A team from Harvard University's school of engineering has designed a metalens that can focus nearly the entire spectrum of visible light, the researchers reported Jan. 1 in the journal Nature Nanotechnology. Previous metalenses could focus only narrow color wavelengths, or wavelengths outside the visible spectrum. [Rainbow Album: The Many Colors of the Sun]
When light moves through glass, the different wavelengths (colors) that make up the light slow at different rates. This causes their paths through the glass to bend, or diffract, differently, so that they separate. Pass a beam of white light through a prism, and this effect will cause a rainbow to burst out the other end. This presents a challenge to lens makers; a single focusing element will project an image that has colors from red to violet hitting different spots on the film or sensor.

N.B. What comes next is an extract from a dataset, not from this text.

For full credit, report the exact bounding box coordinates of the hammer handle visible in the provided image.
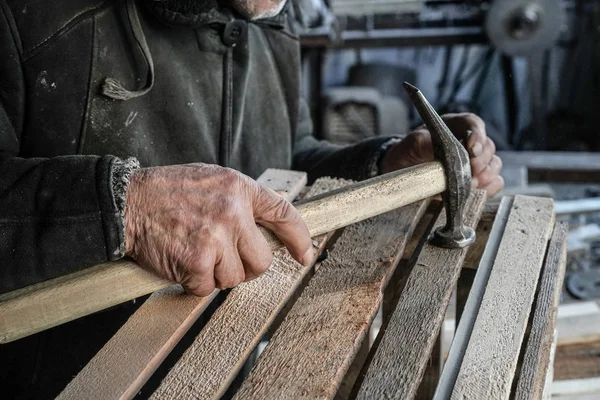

So, modern camera lenses use many different glass elements to correct and reverse that effect, pushing the different wavelengths of light back onto a single focal point — and even that doesn't work perfectly; many photographers know the pain of buying an expensive lens only to find a violet fringe of chromatic aberration around the subjects in their photographs. And all that glass, aberration-correcting bulk can get heavy.
A metalens takes a different approach to focusing light. Instead of exploiting the diffraction properties of glass, a metalens uses nanofins — tiny structures, typically made of titanium dioxide — to bend wavelengths toward the metalens focal point.
In the past, though, metalenses could bend just one wavelength at a time, or in more advanced cases, a narrow band of the visual spectrum. The newly created metalens bends nearly the full spectrum of light by combining nanofins tuned to different wavelengths on a single surface.
The Harvard material doesn't quite focus the full breadth of what the human eye can see, however. A healthy eyeball reacts to wavelengths ranging from about 380 nanometers, a shocking violet hue, to about 700 nanometers, a deep red, according to NASA. The Harvard metalens covers 470 nanometers (bold blue) to 680 nanometers (still a pretty deep red), and serves as proof of concept that metalenses of this type could soon cover the full visual range, according to the researchers.
Metalenses have other challenges to overcome before they can compete seriously with traditional glass. The most significant one: resolution, according to the journal article. None of the metalenses demonstrated so far are particularly sharp compared with their best glass competitors. But, again, as the technology progresses, it could address that limitation.
Metalenses might not land on store shelves anytime soon, but they are coming.